The Hand of Glory was the severed hand (dried or pickled) of a man who has been hanged for theft, when used in conjunction with a candle made from the fat of the same dead man it was said to grant the owner supernatural powers for their own burglaries, a bit like a “lucky” rabbit’s foot.
“Take the right or left hand of a felon who is hanging from a gibbet beside a highway; wrap it in part of a funeral pall and so wrapped squeeze it well. Then put it into an earthenware vessel with zimat, nitre, salt and long peppers, the whole well powdered. Leave it in this vessel for a fortnight, then take it out and expose it to full sunlight during the dog-days until it becomes quite dry. If the sun is not strong enough put it in an oven with fern and vervain. Next make a kind of candle from the fat of a gibbeted felon, virgin wax, sesame, and ponie, and use the Hand of Glory as a candlestick to hold this candle when lighted, and then those in every place into which you go with this baneful instrument shall remain motionless.”
In some examples the fingers themselves are lit like candles somehow and in others the candle made from the thief’s fat is held in the clenched severed hand like a fancy candle-holder (not available at Pottery Barn).

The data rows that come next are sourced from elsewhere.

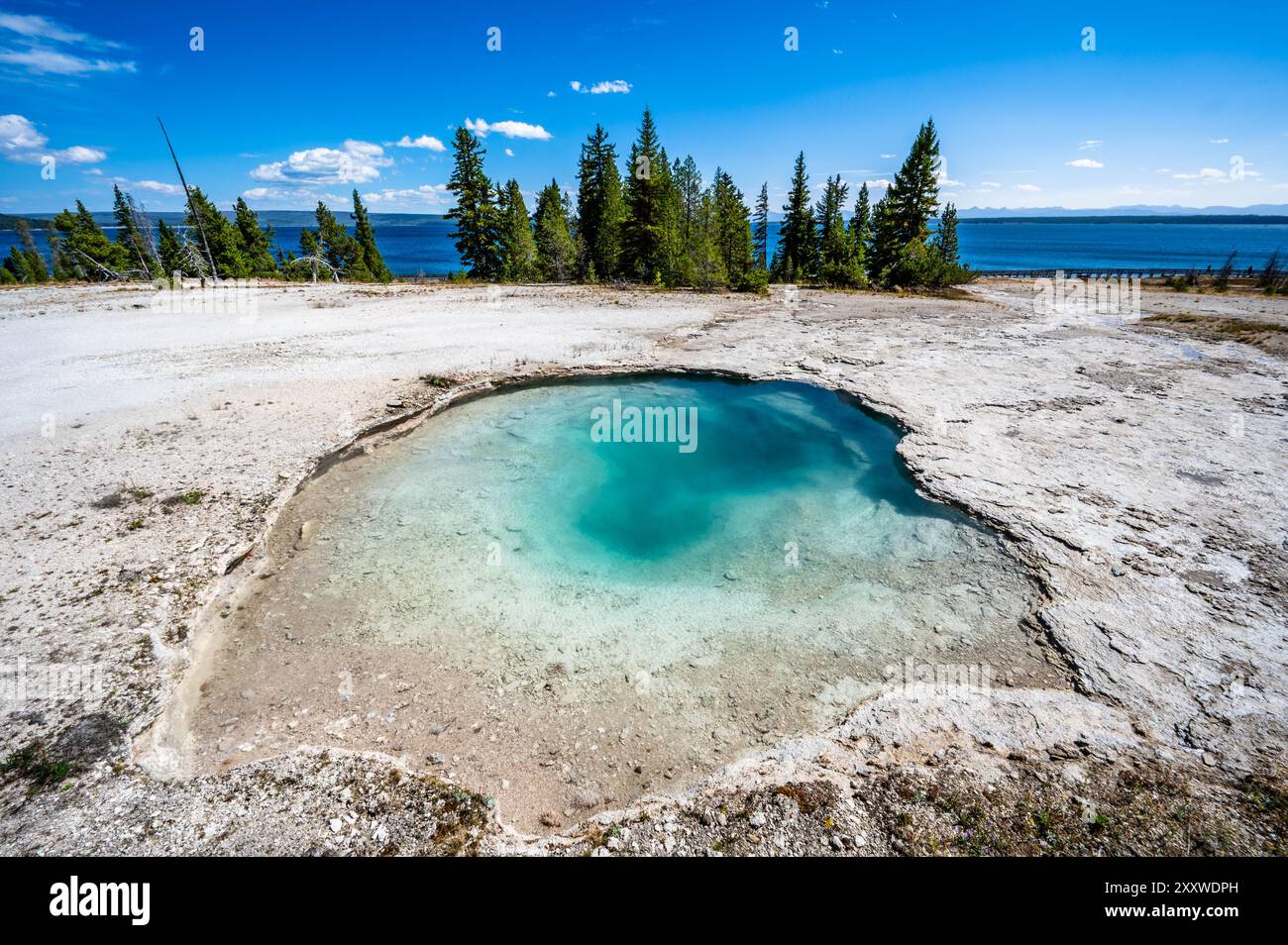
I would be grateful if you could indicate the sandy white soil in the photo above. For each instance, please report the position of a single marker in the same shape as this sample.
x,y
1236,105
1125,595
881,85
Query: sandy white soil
x,y
1137,472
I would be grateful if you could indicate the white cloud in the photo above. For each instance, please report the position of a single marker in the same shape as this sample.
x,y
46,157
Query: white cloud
x,y
510,129
356,162
44,47
18,137
78,154
616,86
425,141
40,60
21,141
158,187
423,196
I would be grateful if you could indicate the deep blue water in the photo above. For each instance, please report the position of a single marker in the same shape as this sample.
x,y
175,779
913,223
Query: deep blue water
x,y
426,249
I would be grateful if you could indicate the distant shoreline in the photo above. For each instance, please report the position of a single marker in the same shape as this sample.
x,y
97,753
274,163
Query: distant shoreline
x,y
304,218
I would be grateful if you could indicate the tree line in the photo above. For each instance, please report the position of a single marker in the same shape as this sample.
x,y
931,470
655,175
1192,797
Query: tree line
x,y
206,244
657,222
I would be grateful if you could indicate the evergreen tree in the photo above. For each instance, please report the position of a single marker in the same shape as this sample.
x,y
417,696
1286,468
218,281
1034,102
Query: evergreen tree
x,y
835,252
257,242
760,235
945,240
910,205
861,228
25,262
366,237
518,246
688,184
130,233
222,237
557,255
85,252
798,242
475,214
170,252
599,207
338,248
651,235
732,227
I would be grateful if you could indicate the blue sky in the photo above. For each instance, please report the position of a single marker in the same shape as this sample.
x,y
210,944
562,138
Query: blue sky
x,y
1177,103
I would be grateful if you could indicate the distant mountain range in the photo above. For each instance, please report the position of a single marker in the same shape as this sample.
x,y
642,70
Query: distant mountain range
x,y
1129,210
1257,213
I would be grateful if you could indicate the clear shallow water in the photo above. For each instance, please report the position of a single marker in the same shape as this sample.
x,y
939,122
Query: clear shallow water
x,y
606,610
426,249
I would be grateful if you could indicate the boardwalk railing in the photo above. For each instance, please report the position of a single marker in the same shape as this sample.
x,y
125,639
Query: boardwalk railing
x,y
1091,273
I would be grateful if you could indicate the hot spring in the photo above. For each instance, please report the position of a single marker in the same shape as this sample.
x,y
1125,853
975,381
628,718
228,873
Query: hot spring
x,y
571,595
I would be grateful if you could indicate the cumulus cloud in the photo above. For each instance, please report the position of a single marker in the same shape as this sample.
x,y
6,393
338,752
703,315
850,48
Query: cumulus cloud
x,y
158,187
423,196
78,154
425,141
510,129
44,47
355,162
22,142
616,86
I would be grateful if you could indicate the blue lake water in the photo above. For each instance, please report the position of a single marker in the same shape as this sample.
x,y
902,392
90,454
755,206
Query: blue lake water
x,y
428,250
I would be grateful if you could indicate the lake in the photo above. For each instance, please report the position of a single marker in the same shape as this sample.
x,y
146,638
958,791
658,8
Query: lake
x,y
426,249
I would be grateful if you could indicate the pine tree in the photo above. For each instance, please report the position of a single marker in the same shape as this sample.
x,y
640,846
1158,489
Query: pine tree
x,y
760,233
910,205
339,249
130,233
222,236
518,248
476,213
798,242
599,207
25,262
366,237
651,233
688,184
170,252
85,252
945,240
257,242
861,230
732,227
835,250
557,254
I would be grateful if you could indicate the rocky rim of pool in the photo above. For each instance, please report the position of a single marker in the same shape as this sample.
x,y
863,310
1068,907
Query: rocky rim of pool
x,y
636,651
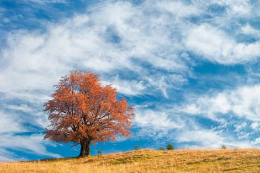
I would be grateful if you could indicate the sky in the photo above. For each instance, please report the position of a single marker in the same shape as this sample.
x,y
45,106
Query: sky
x,y
190,68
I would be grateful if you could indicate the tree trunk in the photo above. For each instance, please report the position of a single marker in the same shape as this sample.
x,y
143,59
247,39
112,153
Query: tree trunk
x,y
85,148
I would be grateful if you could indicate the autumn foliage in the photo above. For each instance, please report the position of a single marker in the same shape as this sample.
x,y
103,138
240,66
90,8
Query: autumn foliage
x,y
84,112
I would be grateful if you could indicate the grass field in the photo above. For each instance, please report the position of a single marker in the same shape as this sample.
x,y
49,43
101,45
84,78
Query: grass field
x,y
148,161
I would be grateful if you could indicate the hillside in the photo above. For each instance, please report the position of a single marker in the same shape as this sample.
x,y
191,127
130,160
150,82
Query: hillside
x,y
147,161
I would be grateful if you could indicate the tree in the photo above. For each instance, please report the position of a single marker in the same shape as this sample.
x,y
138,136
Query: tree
x,y
84,112
223,147
170,147
99,153
137,147
161,148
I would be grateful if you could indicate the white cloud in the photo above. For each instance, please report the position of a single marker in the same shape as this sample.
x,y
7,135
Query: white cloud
x,y
10,123
216,46
157,120
32,144
242,102
178,8
127,87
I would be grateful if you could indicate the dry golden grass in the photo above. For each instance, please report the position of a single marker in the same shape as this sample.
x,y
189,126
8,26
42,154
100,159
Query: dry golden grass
x,y
147,161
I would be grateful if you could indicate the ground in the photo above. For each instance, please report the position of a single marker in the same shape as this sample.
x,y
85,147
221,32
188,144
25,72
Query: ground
x,y
147,161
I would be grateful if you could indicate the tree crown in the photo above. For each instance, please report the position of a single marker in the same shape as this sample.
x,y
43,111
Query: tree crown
x,y
83,109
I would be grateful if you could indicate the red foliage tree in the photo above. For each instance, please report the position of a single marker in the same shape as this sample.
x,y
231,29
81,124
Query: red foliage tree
x,y
83,111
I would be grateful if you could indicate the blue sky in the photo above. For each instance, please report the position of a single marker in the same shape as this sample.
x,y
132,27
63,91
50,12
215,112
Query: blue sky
x,y
190,68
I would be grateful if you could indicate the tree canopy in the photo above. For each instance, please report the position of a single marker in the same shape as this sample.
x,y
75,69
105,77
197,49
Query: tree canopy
x,y
83,111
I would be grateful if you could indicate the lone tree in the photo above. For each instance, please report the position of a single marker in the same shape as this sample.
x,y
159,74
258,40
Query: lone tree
x,y
170,147
84,112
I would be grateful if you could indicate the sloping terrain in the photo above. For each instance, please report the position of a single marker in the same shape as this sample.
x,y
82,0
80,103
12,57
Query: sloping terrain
x,y
147,161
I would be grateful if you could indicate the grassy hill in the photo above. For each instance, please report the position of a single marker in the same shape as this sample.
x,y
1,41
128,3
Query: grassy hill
x,y
147,161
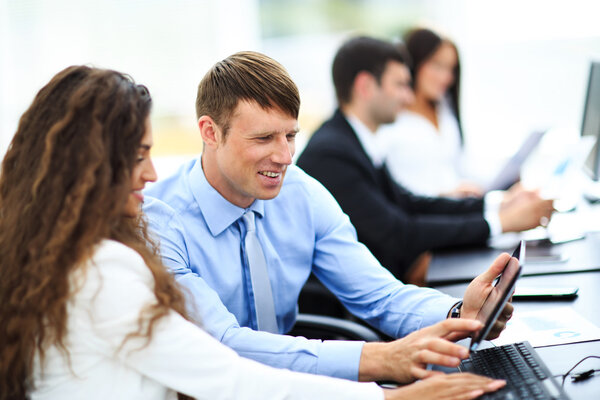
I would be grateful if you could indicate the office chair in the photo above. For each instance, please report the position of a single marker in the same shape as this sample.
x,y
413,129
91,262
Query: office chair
x,y
322,327
322,316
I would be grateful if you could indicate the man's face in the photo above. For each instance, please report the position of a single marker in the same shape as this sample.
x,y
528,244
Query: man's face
x,y
392,94
250,162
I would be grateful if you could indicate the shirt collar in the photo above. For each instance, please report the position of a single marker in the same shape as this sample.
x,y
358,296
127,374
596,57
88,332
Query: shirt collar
x,y
218,212
367,140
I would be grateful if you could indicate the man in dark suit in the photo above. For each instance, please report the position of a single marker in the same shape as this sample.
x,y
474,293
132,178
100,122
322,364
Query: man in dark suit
x,y
372,84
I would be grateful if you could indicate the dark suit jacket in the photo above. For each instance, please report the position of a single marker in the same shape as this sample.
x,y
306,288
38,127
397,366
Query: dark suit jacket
x,y
393,223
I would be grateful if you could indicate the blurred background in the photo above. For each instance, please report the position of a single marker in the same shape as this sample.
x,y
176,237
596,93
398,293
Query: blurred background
x,y
525,63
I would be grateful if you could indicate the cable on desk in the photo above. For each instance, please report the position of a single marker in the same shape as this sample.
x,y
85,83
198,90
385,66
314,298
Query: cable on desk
x,y
581,376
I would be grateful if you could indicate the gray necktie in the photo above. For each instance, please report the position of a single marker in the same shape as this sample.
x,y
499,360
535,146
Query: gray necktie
x,y
263,296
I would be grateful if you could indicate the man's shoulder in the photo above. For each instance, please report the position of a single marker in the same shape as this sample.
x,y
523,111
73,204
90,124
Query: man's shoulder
x,y
173,184
172,194
334,136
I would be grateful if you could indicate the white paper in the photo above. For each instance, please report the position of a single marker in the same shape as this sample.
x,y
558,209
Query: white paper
x,y
548,327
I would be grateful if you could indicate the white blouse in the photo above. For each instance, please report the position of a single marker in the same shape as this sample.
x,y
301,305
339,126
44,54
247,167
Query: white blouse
x,y
421,158
109,296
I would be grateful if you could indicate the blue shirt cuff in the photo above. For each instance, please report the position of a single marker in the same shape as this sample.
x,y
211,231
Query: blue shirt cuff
x,y
340,359
438,312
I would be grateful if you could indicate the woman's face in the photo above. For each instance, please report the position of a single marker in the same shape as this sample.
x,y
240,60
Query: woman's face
x,y
436,74
143,171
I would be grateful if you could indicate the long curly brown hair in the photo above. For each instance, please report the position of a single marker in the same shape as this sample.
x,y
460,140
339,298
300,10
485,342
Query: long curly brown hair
x,y
64,182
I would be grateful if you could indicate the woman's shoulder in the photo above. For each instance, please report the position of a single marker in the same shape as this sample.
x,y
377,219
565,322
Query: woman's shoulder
x,y
113,258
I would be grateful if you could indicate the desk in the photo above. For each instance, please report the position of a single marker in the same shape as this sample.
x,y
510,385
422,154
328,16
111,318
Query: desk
x,y
463,265
562,357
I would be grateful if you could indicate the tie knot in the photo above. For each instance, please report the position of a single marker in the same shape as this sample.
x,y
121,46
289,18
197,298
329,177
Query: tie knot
x,y
249,221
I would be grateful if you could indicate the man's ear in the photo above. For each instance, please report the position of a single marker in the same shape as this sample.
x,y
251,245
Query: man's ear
x,y
209,131
363,84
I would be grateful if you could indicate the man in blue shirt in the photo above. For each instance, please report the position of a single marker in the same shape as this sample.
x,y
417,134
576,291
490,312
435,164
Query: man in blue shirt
x,y
247,107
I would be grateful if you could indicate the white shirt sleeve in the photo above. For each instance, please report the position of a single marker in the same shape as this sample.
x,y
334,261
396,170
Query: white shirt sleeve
x,y
185,358
491,213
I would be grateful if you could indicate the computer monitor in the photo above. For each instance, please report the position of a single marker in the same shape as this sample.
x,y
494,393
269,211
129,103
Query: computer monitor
x,y
591,121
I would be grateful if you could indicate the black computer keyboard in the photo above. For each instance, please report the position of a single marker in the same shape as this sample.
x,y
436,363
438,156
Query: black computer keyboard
x,y
526,375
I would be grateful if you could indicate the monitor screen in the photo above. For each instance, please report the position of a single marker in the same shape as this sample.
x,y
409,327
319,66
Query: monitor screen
x,y
591,114
591,121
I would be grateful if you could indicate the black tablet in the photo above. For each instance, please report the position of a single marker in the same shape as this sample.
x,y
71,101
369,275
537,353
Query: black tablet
x,y
500,294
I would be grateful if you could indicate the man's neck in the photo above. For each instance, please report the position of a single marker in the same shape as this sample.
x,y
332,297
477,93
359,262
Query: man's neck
x,y
362,115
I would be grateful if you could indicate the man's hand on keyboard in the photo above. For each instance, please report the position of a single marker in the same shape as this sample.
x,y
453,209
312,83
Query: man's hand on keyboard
x,y
405,360
447,387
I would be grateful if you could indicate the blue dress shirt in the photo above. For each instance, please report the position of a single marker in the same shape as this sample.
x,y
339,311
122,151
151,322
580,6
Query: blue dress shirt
x,y
303,229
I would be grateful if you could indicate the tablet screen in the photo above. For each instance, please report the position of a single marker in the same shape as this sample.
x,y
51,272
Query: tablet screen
x,y
498,297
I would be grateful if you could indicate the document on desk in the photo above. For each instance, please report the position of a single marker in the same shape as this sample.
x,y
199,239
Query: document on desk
x,y
547,327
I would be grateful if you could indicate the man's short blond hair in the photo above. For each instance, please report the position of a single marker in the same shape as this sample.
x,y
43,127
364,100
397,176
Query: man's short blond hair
x,y
246,76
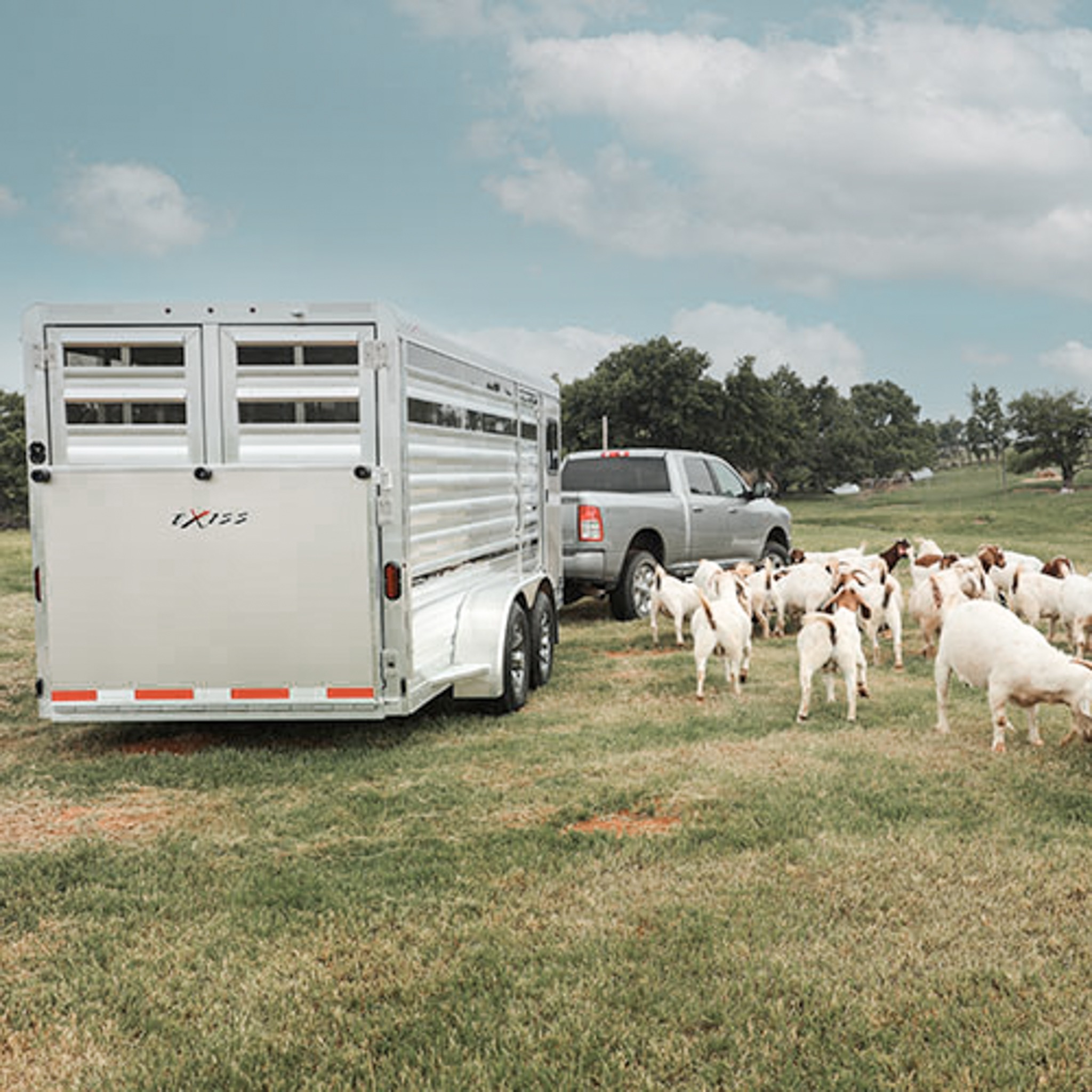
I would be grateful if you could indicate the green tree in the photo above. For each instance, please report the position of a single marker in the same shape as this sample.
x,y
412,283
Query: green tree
x,y
1053,428
837,449
987,428
951,440
12,461
655,395
751,435
888,420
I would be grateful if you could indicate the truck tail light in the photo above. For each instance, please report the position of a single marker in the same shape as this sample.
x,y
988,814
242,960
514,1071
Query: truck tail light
x,y
590,525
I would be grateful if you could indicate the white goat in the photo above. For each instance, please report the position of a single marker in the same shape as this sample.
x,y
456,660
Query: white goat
x,y
722,624
1038,596
832,641
706,575
936,593
1076,609
990,648
760,585
882,595
802,588
671,597
1002,576
925,560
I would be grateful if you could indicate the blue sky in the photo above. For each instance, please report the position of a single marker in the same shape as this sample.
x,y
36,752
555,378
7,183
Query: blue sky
x,y
863,191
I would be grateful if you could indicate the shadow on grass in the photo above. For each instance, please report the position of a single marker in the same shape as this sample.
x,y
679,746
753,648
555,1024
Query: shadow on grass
x,y
191,737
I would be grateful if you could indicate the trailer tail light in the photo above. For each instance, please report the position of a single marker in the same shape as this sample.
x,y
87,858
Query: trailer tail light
x,y
392,580
590,525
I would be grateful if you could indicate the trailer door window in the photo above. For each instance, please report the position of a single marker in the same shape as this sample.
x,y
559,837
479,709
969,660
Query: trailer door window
x,y
129,398
294,396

Likely rooted in the Hammurabi code of an “eye for an eye” in which a thief’s hand was severed by way of punishment, this tradition was common throughout the medieval era. Thieves hands were often displayed as warnings to deter other would-be criminals. To this day in St.James the Greater in Prague a thief’s mummified hand and arm still hangs on display to punish a thief who tried to pilfer jewels from the church’s display (the supernatural myths surrounding that church and this event are pretty incredible). You can see the withered arm hung below:
Luckily the tradition of lobbing off someone’s hand who’s stolen something has largely fallen out of favor. However the idea of using a severed dried limb as a totem is still as gruesome as ever.